Un voyage dans la mémoire du Nil
La pièce nous transporte dans les ruelles de Tanta, au cœur d’un Egypte agitée, alors que commence le règne du sultan Al-Zâhir Baybars, architecte implacable de l’Empire mamelouk. Ce n’est pourtant pas une simple leçon d’histoire que propose « Le Chemin », mais une immersion humaine et sensible dans les tourments politiques et spirituels d’un temps menacé par la discorde et l’ombre rampante des complots.

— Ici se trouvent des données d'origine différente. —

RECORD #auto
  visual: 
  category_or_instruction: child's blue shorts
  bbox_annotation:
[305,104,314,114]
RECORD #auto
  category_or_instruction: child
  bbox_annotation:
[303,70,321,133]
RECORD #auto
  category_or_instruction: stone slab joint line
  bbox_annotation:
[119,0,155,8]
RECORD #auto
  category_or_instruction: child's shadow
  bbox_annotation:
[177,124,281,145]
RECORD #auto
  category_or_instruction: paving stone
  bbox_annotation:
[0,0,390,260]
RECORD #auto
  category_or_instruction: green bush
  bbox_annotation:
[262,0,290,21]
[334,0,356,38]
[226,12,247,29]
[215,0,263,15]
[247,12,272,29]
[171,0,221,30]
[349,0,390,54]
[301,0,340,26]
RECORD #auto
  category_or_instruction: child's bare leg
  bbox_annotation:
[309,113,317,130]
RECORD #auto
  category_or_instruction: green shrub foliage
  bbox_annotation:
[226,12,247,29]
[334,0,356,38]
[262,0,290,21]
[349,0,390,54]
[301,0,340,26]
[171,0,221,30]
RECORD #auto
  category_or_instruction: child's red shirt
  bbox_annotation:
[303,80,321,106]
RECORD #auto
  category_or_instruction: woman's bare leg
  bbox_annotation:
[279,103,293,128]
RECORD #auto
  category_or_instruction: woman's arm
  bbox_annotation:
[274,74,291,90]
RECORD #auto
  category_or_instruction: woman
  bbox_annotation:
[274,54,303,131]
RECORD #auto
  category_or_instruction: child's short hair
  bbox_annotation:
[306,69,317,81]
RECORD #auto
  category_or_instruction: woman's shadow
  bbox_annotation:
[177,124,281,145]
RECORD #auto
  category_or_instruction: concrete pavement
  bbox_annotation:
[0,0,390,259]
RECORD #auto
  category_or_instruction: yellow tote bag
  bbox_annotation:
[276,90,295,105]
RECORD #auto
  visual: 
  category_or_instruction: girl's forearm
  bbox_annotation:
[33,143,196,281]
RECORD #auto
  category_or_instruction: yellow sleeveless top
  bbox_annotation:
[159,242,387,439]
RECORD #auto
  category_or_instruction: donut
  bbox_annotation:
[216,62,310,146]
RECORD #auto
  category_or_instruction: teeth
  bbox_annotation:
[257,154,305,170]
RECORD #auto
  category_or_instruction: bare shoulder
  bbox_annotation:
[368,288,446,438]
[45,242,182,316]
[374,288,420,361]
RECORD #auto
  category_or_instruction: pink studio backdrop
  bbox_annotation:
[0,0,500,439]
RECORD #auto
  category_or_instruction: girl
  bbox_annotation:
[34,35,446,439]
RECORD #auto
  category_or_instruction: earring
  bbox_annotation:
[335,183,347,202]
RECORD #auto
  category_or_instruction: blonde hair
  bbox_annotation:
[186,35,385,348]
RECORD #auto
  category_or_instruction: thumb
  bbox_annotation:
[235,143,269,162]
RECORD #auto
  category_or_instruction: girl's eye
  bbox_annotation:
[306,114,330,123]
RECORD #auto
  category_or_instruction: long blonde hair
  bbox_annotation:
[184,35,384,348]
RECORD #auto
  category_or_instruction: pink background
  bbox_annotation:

Au centre de ce récit haletant, deux figures se font face et s’accompagnent : le sultan Baybars, stratège tiraillé entre pouvoir et justice, et le saint soufi Ahmed El-Badawi, dont l’image est ici revisitée avec une délicatesse rare. Loin du mythe figé, le spectacle dévoile un homme engagé, attentif à la souffrance du peuple, témoin du réel et acteur de la vérité.
Entre conspiration et lumière
La tension dramatique atteint son sommet lorsque le sultan est alerté de rumeurs : les chiites nizârites, partisans d’un retour du califat fatimide, conspireraient contre lui, entraînant dans leur sillage les figures du soufisme, dont El-Badawi. Ce dernier, injustement accusé, devra faire face aux manœuvres perfides d’un certain El-Korani — campé avec intensité par Ahmed Radi — incarnation d’un extrémisme religieux froid et manipulateur.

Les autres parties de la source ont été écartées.